Einde inhoudsopgave
Landelijk Strafprocesreglement voor de afdelingen strafrecht van de gerechten en het openbaar ministerie
4.3 Tolken en vertalers Gewezen wordt op het bestaan van een ‘best practice vertolking en vertaling strafrechtspraak’, gepubliceerd op www.rechtspraak.nl .
Geldend
Geldend vanaf 01-01-2019
- Redactionele toelichting
De datum van afkondiging is de datum van de Staatscourant.
- Bronpublicatie:
19-11-2018, Stcrt. 2018, 64607 (uitgifte: 19-11-2018, kamerstukken/regelingnummer: -)
- Inwerkingtreding
01-01-2019
- Bronpublicatie inwerkingtreding:
19-11-2018, Stcrt. 2018, 64607 (uitgifte: 19-11-2018, kamerstukken/regelingnummer: -)
- Vakgebied(en)
Strafprocesrecht / Terechtzitting en beslissingsmodel
- 4.3.1.
Beëdigde tolken en vertalers die in het strafproces worden ingezet, beschikken bij voorkeur over de specialisatie tolk of vertaler in strafzaken als bedoeld in het Besluit aanwijzen specialisatie (Stcrt. 2012, nr. 12136).
- 4.3.2.
Het openbaar ministerie draagt zorg voor het oproepen van een tolk indien de verdachte, getuige, deskundige of het slachtoffer de Nederlandse taal niet of onvoldoende beheerst.
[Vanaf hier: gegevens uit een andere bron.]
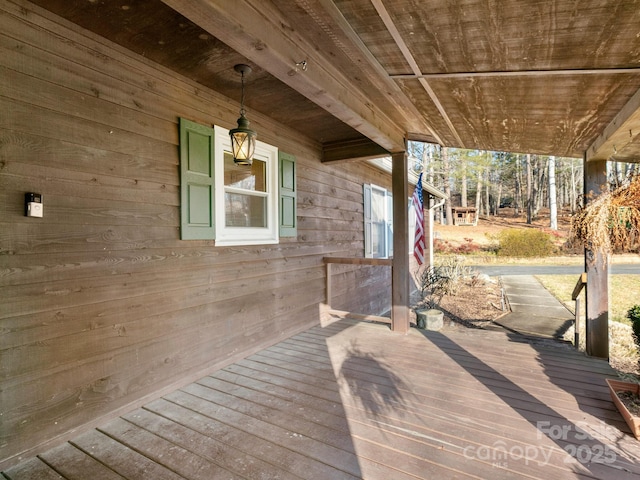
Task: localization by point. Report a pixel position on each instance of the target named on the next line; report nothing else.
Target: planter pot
(620, 386)
(430, 319)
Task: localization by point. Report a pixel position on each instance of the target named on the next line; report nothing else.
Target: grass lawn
(623, 292)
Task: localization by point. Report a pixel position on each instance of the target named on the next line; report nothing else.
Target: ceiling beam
(361, 149)
(380, 76)
(517, 73)
(397, 37)
(621, 132)
(262, 34)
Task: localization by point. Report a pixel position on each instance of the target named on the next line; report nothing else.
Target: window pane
(378, 202)
(245, 210)
(248, 178)
(378, 239)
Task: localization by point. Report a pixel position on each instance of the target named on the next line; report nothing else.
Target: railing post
(400, 268)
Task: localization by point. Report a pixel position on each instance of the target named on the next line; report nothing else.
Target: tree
(446, 170)
(553, 208)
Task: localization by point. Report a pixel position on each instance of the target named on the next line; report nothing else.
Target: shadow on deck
(352, 400)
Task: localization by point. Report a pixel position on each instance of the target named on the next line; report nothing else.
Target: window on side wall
(378, 222)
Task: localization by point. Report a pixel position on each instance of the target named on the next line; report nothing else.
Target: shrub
(446, 247)
(525, 243)
(634, 316)
(439, 280)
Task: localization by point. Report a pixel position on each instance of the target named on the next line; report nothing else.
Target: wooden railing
(329, 261)
(575, 296)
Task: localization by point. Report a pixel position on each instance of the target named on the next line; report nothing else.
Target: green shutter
(287, 187)
(196, 181)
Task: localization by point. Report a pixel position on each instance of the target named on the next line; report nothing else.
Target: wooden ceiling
(536, 76)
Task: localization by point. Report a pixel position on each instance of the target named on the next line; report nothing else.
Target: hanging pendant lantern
(243, 139)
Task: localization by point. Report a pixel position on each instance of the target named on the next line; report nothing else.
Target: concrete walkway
(534, 311)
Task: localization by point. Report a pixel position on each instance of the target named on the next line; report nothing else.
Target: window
(246, 204)
(233, 204)
(378, 222)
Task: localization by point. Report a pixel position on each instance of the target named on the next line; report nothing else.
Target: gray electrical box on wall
(33, 204)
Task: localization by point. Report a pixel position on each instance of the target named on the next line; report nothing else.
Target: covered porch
(340, 400)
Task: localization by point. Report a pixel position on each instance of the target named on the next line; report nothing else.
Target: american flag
(418, 205)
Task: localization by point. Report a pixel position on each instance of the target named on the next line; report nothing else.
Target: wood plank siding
(102, 306)
(349, 400)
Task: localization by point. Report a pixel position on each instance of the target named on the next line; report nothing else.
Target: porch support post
(596, 264)
(400, 267)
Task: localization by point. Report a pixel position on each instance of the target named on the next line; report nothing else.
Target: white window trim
(229, 236)
(368, 222)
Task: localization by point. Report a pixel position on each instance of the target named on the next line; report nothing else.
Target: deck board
(353, 400)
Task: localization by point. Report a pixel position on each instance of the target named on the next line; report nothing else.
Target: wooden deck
(353, 400)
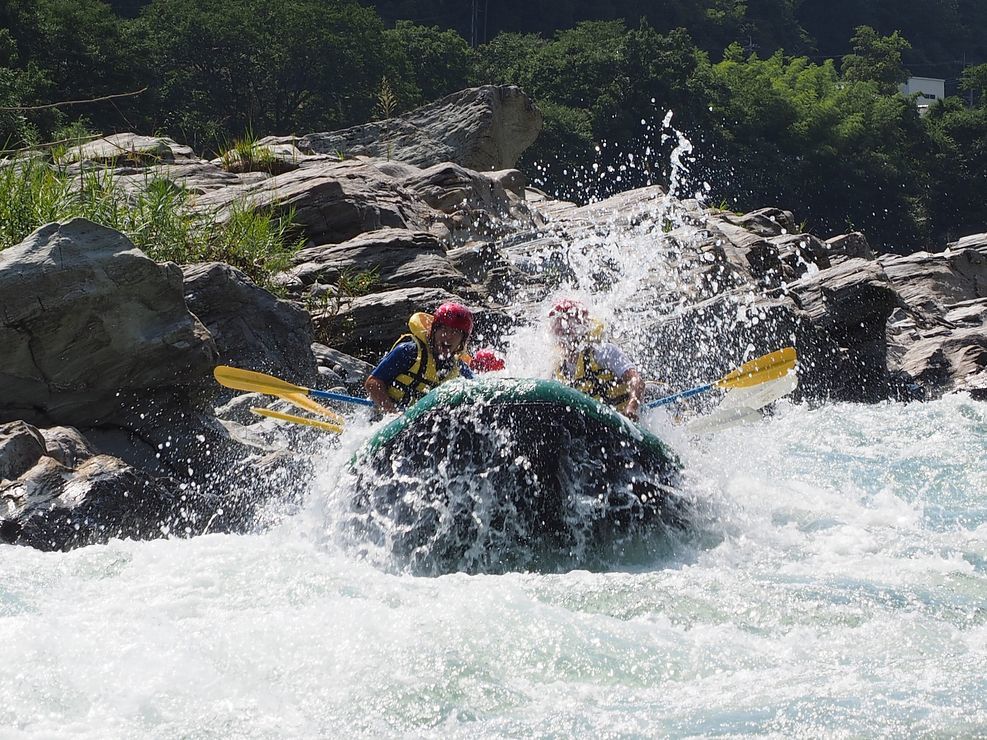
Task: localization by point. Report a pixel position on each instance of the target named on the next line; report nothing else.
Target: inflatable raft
(503, 474)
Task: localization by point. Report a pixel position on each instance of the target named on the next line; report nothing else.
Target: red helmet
(455, 316)
(568, 316)
(486, 360)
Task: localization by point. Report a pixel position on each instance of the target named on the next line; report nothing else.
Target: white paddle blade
(759, 396)
(722, 419)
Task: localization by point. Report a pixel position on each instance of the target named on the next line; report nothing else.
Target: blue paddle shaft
(340, 397)
(684, 394)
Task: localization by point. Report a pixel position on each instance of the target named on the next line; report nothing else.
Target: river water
(835, 585)
(839, 589)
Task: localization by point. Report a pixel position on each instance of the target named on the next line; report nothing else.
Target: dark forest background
(791, 103)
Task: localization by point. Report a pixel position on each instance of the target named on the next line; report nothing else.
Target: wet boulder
(88, 320)
(396, 258)
(482, 128)
(21, 446)
(251, 327)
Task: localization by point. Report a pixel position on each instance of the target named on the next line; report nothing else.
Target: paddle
(248, 380)
(754, 372)
(742, 405)
(297, 419)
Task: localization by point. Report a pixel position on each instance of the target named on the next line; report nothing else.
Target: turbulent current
(839, 588)
(833, 584)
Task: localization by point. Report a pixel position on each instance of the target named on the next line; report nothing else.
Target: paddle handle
(340, 397)
(683, 394)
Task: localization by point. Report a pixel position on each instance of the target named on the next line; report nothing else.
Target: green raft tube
(500, 474)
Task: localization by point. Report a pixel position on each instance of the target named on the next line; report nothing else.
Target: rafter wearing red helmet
(597, 368)
(426, 357)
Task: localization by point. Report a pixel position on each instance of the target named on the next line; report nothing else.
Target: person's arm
(377, 390)
(635, 388)
(614, 359)
(395, 362)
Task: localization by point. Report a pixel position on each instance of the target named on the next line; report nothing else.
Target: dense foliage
(785, 102)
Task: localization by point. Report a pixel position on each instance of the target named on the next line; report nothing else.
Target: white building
(930, 89)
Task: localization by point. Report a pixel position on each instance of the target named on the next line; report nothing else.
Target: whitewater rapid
(839, 589)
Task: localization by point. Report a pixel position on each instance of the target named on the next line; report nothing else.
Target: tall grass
(156, 217)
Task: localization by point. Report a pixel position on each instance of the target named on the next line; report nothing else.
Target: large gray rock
(21, 446)
(835, 318)
(128, 148)
(482, 128)
(51, 507)
(399, 258)
(939, 333)
(87, 320)
(928, 283)
(67, 445)
(331, 200)
(252, 328)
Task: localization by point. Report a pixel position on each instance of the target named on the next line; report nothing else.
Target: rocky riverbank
(111, 424)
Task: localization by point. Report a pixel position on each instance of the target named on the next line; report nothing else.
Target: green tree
(876, 59)
(974, 81)
(232, 66)
(66, 50)
(959, 171)
(440, 60)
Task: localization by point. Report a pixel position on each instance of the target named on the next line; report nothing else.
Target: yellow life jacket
(424, 374)
(595, 380)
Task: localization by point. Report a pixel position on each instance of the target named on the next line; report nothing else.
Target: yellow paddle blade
(248, 380)
(304, 402)
(760, 370)
(298, 420)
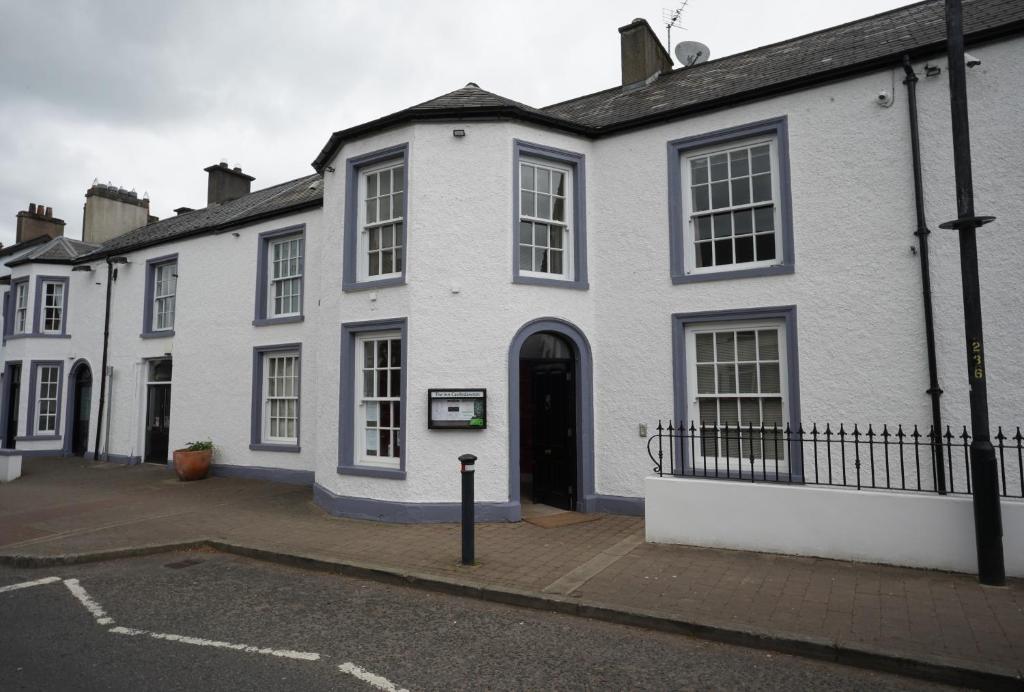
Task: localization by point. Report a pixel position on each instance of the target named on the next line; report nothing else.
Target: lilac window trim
(256, 429)
(260, 317)
(346, 402)
(777, 127)
(350, 234)
(30, 422)
(578, 163)
(680, 320)
(37, 308)
(151, 267)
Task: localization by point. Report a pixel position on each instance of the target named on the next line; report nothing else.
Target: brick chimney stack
(226, 183)
(643, 54)
(38, 221)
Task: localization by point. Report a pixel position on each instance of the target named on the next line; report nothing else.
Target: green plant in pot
(193, 462)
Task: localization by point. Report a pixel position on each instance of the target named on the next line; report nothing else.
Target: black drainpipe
(926, 278)
(102, 370)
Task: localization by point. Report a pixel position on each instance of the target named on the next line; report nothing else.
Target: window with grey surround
(550, 235)
(47, 385)
(285, 272)
(22, 307)
(53, 304)
(379, 405)
(376, 219)
(545, 220)
(165, 284)
(281, 397)
(382, 221)
(730, 214)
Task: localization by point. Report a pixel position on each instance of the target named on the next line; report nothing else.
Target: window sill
(372, 472)
(555, 283)
(273, 446)
(371, 285)
(774, 270)
(290, 319)
(35, 335)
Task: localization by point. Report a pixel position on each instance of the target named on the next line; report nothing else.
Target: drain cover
(181, 564)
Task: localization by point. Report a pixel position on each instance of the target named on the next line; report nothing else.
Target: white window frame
(56, 307)
(268, 399)
(20, 302)
(689, 231)
(170, 297)
(393, 461)
(273, 283)
(736, 464)
(568, 242)
(397, 217)
(51, 427)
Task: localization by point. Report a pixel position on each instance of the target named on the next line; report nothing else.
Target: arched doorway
(80, 404)
(551, 416)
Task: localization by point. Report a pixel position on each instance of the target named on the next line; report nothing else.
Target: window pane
(706, 347)
(725, 346)
(762, 187)
(760, 161)
(719, 195)
(738, 163)
(526, 173)
(700, 199)
(726, 379)
(704, 227)
(769, 378)
(766, 247)
(768, 344)
(698, 170)
(719, 167)
(706, 379)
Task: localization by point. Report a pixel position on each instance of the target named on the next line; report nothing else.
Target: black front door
(158, 422)
(548, 418)
(13, 397)
(80, 413)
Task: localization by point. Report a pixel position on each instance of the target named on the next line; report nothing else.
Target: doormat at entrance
(561, 519)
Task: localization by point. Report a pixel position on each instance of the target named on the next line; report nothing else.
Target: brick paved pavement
(70, 506)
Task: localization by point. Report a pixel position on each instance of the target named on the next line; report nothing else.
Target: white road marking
(283, 653)
(371, 679)
(27, 585)
(94, 608)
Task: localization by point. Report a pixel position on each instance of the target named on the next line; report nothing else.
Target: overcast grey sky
(145, 93)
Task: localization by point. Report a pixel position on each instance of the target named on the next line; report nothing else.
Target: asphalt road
(121, 626)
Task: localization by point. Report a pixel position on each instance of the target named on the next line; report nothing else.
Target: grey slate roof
(291, 196)
(832, 51)
(59, 250)
(875, 42)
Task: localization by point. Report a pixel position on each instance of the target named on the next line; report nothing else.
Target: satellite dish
(691, 52)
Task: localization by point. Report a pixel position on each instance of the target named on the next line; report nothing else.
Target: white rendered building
(730, 243)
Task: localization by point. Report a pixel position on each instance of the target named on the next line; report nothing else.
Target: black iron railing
(886, 459)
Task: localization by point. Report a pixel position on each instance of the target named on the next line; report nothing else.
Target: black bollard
(468, 517)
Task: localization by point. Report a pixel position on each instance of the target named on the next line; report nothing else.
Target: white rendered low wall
(914, 530)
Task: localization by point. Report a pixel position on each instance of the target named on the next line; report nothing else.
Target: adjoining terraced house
(729, 245)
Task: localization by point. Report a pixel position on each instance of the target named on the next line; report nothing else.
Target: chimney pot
(642, 53)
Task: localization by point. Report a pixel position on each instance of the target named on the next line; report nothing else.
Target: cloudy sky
(145, 93)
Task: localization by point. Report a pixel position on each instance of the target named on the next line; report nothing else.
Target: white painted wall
(856, 286)
(912, 530)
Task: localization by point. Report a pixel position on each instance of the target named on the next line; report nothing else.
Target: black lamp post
(987, 515)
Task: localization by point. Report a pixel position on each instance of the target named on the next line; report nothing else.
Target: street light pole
(987, 519)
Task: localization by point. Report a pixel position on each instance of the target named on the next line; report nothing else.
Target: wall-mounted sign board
(457, 408)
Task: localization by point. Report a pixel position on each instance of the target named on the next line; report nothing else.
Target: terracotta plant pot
(193, 465)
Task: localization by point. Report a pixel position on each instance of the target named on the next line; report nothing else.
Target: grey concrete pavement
(411, 639)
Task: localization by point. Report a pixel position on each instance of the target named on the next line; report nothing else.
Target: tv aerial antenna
(672, 20)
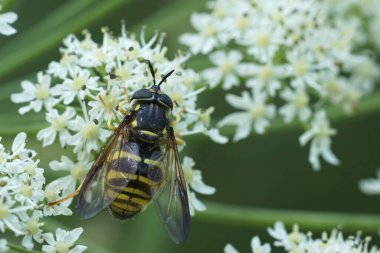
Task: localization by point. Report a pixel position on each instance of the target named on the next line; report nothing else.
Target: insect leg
(122, 103)
(72, 195)
(109, 122)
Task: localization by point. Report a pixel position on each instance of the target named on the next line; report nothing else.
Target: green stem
(263, 217)
(21, 249)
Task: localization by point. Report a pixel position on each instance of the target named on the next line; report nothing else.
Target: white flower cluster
(23, 201)
(5, 20)
(70, 90)
(297, 241)
(290, 58)
(364, 15)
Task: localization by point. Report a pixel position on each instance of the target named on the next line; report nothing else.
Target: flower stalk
(265, 217)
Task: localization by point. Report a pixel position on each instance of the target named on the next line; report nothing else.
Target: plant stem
(264, 217)
(21, 249)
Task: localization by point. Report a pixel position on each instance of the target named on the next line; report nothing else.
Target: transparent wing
(171, 198)
(109, 174)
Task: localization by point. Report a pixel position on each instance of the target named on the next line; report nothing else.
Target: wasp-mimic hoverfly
(139, 163)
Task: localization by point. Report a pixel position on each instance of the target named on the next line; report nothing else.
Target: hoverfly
(139, 163)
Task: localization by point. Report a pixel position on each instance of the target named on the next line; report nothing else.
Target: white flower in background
(297, 104)
(320, 136)
(226, 63)
(22, 195)
(256, 247)
(37, 94)
(207, 39)
(63, 241)
(87, 135)
(58, 126)
(302, 56)
(257, 112)
(194, 179)
(370, 186)
(5, 20)
(72, 89)
(297, 241)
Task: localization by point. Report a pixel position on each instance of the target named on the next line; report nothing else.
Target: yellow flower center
(41, 92)
(301, 68)
(26, 190)
(227, 66)
(263, 39)
(301, 100)
(77, 83)
(257, 111)
(62, 247)
(59, 123)
(50, 195)
(209, 31)
(266, 73)
(111, 101)
(33, 226)
(242, 22)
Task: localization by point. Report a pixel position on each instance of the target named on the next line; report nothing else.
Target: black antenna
(151, 71)
(165, 77)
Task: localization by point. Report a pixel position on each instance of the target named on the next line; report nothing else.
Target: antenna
(151, 71)
(165, 77)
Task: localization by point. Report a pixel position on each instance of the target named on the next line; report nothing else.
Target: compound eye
(166, 101)
(142, 94)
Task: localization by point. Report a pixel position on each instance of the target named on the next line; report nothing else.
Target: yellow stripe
(126, 206)
(152, 162)
(148, 133)
(113, 174)
(147, 181)
(137, 192)
(123, 154)
(136, 200)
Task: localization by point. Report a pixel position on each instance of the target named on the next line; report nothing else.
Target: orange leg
(72, 195)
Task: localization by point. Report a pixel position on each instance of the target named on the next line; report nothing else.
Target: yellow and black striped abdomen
(129, 181)
(133, 199)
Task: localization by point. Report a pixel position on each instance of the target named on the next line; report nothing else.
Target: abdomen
(133, 199)
(136, 171)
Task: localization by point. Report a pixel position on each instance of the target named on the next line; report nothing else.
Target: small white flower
(194, 177)
(255, 246)
(77, 84)
(320, 136)
(226, 63)
(63, 241)
(297, 104)
(37, 94)
(5, 20)
(257, 112)
(32, 228)
(207, 39)
(87, 135)
(58, 126)
(258, 248)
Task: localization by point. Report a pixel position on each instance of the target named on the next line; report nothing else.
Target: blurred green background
(269, 171)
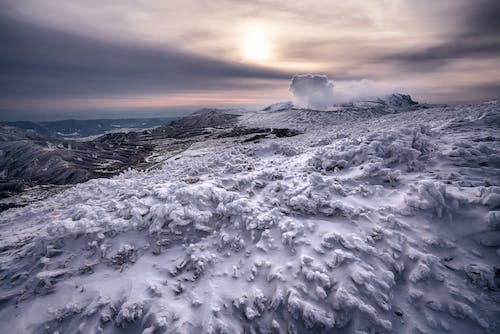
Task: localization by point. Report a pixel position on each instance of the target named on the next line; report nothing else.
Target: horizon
(85, 60)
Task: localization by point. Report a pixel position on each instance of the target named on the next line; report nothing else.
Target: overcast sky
(98, 58)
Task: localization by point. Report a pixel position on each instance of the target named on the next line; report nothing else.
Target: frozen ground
(371, 221)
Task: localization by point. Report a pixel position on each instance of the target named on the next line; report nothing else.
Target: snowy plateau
(377, 217)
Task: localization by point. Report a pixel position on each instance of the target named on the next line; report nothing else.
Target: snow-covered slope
(371, 221)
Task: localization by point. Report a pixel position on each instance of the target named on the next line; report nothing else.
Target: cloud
(41, 62)
(312, 90)
(478, 37)
(316, 91)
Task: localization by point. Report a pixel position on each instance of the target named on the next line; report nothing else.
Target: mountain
(68, 129)
(377, 218)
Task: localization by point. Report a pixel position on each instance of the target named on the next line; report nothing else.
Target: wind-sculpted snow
(385, 223)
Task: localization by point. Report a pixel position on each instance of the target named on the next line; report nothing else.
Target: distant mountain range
(73, 128)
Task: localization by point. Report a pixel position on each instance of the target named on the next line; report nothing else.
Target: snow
(373, 220)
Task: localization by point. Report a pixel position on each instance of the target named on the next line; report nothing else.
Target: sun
(256, 45)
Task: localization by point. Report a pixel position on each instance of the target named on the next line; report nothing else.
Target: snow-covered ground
(368, 222)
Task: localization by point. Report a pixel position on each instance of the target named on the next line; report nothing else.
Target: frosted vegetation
(370, 221)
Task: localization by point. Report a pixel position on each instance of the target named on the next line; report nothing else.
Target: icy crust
(376, 225)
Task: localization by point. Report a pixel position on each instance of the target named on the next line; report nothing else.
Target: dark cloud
(42, 62)
(477, 37)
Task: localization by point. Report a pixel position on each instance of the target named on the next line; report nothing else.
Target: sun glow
(256, 45)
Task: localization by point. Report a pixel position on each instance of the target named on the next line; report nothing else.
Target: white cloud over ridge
(316, 91)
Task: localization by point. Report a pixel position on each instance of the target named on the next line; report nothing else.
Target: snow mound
(372, 223)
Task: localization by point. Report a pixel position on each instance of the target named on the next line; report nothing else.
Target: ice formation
(368, 222)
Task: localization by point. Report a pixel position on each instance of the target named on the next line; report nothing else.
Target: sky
(107, 59)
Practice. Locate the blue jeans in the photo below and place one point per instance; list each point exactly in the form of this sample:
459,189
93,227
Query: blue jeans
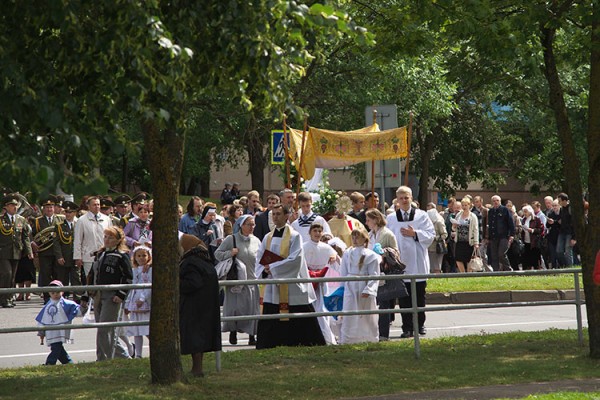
564,250
58,353
499,254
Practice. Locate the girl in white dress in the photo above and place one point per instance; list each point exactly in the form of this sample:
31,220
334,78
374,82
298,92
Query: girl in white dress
358,260
320,257
139,301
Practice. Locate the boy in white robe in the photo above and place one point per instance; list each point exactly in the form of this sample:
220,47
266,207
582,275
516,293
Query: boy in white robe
360,295
319,258
307,217
57,311
285,259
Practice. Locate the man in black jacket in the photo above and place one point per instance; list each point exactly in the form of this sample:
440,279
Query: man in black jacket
566,233
500,234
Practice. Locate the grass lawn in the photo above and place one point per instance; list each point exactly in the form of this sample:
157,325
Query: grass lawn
546,282
325,372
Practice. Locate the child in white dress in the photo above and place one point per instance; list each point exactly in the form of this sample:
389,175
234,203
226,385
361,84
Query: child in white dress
139,301
358,260
320,257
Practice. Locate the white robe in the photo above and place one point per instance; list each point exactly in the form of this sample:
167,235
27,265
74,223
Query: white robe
413,252
360,328
293,266
317,255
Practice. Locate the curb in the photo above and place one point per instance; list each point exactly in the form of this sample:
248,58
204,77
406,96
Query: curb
505,296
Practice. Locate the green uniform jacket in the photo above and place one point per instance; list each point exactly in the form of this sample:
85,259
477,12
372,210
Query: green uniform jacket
14,240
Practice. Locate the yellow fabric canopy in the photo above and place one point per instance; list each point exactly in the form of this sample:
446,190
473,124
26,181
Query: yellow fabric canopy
333,149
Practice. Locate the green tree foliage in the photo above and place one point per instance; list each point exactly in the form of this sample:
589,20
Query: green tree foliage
524,45
71,71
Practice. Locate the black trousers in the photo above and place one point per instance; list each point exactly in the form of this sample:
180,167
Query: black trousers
406,302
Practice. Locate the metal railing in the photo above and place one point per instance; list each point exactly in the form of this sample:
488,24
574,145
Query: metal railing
577,301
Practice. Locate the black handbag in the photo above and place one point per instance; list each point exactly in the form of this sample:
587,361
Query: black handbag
391,265
440,246
232,273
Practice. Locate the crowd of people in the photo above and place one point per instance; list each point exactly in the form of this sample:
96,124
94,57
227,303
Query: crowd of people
106,240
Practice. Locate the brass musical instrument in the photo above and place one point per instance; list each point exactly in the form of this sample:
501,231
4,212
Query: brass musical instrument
44,239
25,209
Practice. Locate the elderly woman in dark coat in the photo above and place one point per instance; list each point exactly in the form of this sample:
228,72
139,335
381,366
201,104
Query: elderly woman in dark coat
199,313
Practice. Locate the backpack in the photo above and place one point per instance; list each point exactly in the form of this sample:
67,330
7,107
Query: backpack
391,263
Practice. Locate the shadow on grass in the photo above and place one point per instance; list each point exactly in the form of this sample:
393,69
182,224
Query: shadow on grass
325,372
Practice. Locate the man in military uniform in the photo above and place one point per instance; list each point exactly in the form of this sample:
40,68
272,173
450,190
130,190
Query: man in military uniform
58,207
138,200
44,231
14,240
67,272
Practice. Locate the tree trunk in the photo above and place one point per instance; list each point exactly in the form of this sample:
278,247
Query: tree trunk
426,154
257,158
572,175
591,242
165,160
125,173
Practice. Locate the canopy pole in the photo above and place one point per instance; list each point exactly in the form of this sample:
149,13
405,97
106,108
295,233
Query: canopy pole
288,180
299,169
372,199
408,149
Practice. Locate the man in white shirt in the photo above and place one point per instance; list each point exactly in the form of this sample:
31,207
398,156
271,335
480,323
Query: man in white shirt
414,232
88,235
306,218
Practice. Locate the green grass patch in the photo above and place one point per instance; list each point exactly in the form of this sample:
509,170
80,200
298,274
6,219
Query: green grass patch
325,372
484,284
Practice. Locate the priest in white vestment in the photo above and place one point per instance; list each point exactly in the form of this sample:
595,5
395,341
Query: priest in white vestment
281,256
414,232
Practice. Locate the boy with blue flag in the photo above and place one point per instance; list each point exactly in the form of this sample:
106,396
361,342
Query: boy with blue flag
57,311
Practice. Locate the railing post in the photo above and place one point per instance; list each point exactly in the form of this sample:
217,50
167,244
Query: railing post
415,317
578,309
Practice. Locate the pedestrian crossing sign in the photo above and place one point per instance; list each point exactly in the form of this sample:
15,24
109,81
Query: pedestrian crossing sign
277,149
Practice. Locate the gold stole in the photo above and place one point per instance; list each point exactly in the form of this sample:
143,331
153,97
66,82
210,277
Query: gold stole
284,252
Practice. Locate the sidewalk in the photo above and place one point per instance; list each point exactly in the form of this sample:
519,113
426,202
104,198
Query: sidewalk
516,391
501,296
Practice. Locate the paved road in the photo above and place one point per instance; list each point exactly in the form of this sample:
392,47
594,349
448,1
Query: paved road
22,349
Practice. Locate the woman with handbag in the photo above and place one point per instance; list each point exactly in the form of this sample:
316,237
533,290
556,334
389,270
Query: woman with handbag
465,228
438,248
531,235
242,247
In geval van een minderjarige verdachte wordt voor de ouder, wettelijk vertegenwoordiger of vertrouwenspersoon, indien deze de Nederlandse taal niet of onvoldoende beheerst, een tolk opgeroepen.1.
- 4.3.3.
Bij verhoren door de rechter-commissaris of de raadsheer-commissaris is het kabinet van de rechter-commissaris c.q. de raadsheer-commissaris verantwoordelijk voor het oproepen van een tolk. Bij verhoor van een verdachte laat het kabinet op aangeven van en door het openbaar ministerie een tolk oproepen.
- 4.3.4.
Bij tolkopdrachten die langer dan één dagdeel duren wordt bij voorkeur (voor de gehele tolkdienst) een tweede tolk opgeroepen.
- 4.3.5.
Het openbaar ministerie draagt er zorg voor dat de tolk voorafgaand aan de tolkwerkzaamheden voldoende wordt geïnformeerd. De tolk ontvangt hiertoe ten minste een afschrift van de tenlastelegging.
- 4.3.6.
Procesdeelnemers dragen er zorg voor dat schriftelijke stukken die zij integraal gaan voordragen (zoals een pleitnota, schriftelijk requisitoir of schriftelijke slachtofferverklaring) eveneens en voorafgaand aan de voordracht, ter beschikking worden gesteld aan de tolk.
- 4.3.7.
De tolk volgt de strafzaak, hetgeen betekent dat bij aanhouding van de strafzaak bij voorkeur dezelfde tolk wordt opgeroepen of aangezegd aanwezig te zijn bij de voortzetting van de behandeling.
Voetnoten
Dit geldt ook voor een vroegconsult door een gedragskundige van het NIFP of door een medewerker van de reclassering, indien de verdachte de Nederlandse taal niet of onvoldoende beheerst.